Course Meeting Times
Lectures: 2 sessions / week, 1.5 hours / session
This course is an advanced interdisciplinary introduction to applied parallel computing on modern supercomputers. It has a hands-on emphasis on understanding the realities and myths of what is possible on the world's fastest machines.
Numerical topics include: dense and sparse linear algebra, N-body problems, multigrid, fast-multipole, wavelets and Fourier transforms. Geometrical topics include partitioning and mesh generation. Other topics include: applications oriented architecture, understanding parallel programming paradigms, MPI, data parallel systems, Star-P for parallel Python and parallel MATLAB®, graphics processors, virtualization, caches and vector processors.

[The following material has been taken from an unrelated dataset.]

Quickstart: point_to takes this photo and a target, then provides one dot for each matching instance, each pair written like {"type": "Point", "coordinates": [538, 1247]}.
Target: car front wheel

One emphasis for this course will be VHLLs or Very High Level Languages for parallel computing. This includes the Julia programming language. Julia is a high-level, high-performance dynamic language for technical computing, with syntax that is familiar to users of other technical computing environments. It provides a sophisticated compiler, distributed parallel execution, numerical accuracy, and an extensive mathematical function library.
There is no textbook for this course. A list of links to suggested readings and videos can be found in the related resources section.
There will be two homework assignments and one project that will take roughly one half of the semester. You will need to hand in progress reports, a midterm, and make final presentation. The midterm is to report on your progress and is an opportunity for real feedback. The final project can be presented at the end.